Function call knowledge points of ffmpeg

What does av_dump_format print mean?

av_dump_format will print out the content of AVFormatContext, what does the printed content mean?

We use av_dump_format to print out the following information:

Input #0, mov,mp4,m4a,3gp,3g2,mj2, from 'https://demo.com/BigBuckBunny.mp4':
  Metadata:
    major_brand     : mp42
    minor_version   : 0
    compatible_brands: isomavc1mp42
    creation_time   : 2010-01-10T08:29:06.000000Z
  Duration: 00:09:56.47, start: 0.000000, bitrate: 2119 kb/s
    Stream #0:0(und): Audio: aac (LC) (mp4a / 0x6134706D), 44100 Hz, stereo, fltp, 125 kb/s (default)
    Metadata:
      creation_time   : 2010-01-10T08:29:06.000000Z
      handler_name    : (C) 2007 Google Inc. v08.13.2007.
    Stream #0:1(und): Video: h264 (High) (avc1 / 0x31637661), yuv420p, 1280x720 [SAR 1:1 DAR 16:9], 1991 kb/s, 24 fps, 24 tbr, 24k tbn, 48 tbc (default)
    Metadata:
      creation_time   : 2010-01-10T08:29:06.000000Z
      handler_name    : (C) 2007 Google Inc. v08.13.2007.

What is the container format for files?

"mov,mp4,m4a,3gp,3g2,mj2" indicates the extension supported by the container format (Container Format) of the input file.

In multimedia files, container formats are used to organize and store multiple audio and video streams and other related data.
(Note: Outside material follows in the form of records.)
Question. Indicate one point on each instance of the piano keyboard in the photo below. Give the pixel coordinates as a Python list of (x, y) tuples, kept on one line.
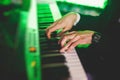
[(56, 65)]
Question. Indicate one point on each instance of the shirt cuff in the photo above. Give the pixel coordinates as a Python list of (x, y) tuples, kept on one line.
[(78, 19)]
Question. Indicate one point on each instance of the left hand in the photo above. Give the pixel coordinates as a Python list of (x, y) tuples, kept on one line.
[(70, 40)]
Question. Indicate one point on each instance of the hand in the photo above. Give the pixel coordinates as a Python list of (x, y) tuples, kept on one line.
[(70, 40), (65, 23)]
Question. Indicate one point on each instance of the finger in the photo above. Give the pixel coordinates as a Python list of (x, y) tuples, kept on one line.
[(73, 45), (72, 41), (69, 34), (52, 29)]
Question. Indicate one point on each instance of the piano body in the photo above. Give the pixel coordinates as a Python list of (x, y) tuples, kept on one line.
[(43, 61)]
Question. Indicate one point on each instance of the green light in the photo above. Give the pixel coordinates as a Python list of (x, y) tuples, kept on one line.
[(5, 2), (91, 3)]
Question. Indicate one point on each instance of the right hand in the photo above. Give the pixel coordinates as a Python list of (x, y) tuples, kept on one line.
[(65, 23)]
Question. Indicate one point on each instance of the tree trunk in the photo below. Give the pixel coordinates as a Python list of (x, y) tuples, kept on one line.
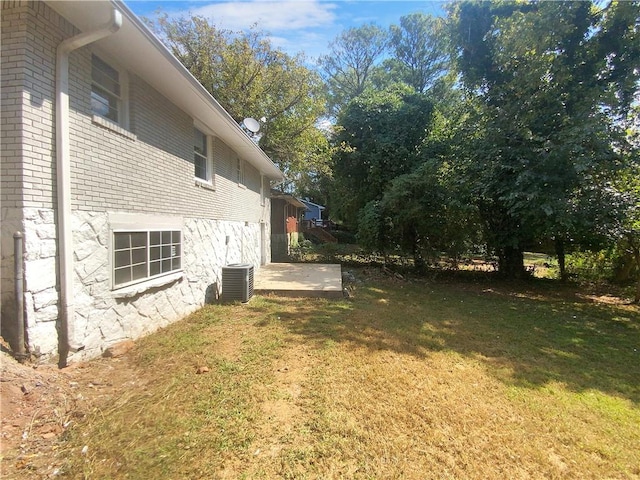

Different container formats support different file extensions. These extensions are used to indicate the format and type of the file.

In the example output, "mov,mp4,m4a,3gp,3g2,mj2" indicates that the input file is a container format that supports these extensions. The specific meaning is as follows:

  • "mov": QuickTime Movie file, usually used on the macOS platform.

  • "mp4": MPEG-4 Part 14 file, which is a common multimedia container format widely used to store audio and video data.

  • "m4a": MPEG-4 Audio file for storing audio data.

  • "3gp": 3rd Generation Partnership Project files for audio and video playback on mobile devices.

  • "3g2": 3rd Generation Partnership Project 2 file, an enhanced version of 3GP.

  • "mj2": Motion JPEG 2000 file for storing video based on JPEG 2000 compression.

Therefore, "mov,mp4,m4a,3gp,3g2,mj2" indicates that the input file is a file that supports these container formats, and the type and format of the file can be inferred from the file extension.

The multimedia file format is relatively general. To be precise, it should be divided into two formats, encoding format + container format.

This is equivalent to that we can use plates to serve vegetables, and we can also use plates to serve rice.

We can use different container formats to hold different encoding formats. (Of course, there are also some regulations here. There are clear requirements for which encoding formats are allowed to be contained in a certain container format)

This container format is also the file suffix we see every day.

In the output here, we have multiple container formats, indicating that we allow the content downloaded by this network url to be stored in file formats such as mov/mp4/m4a.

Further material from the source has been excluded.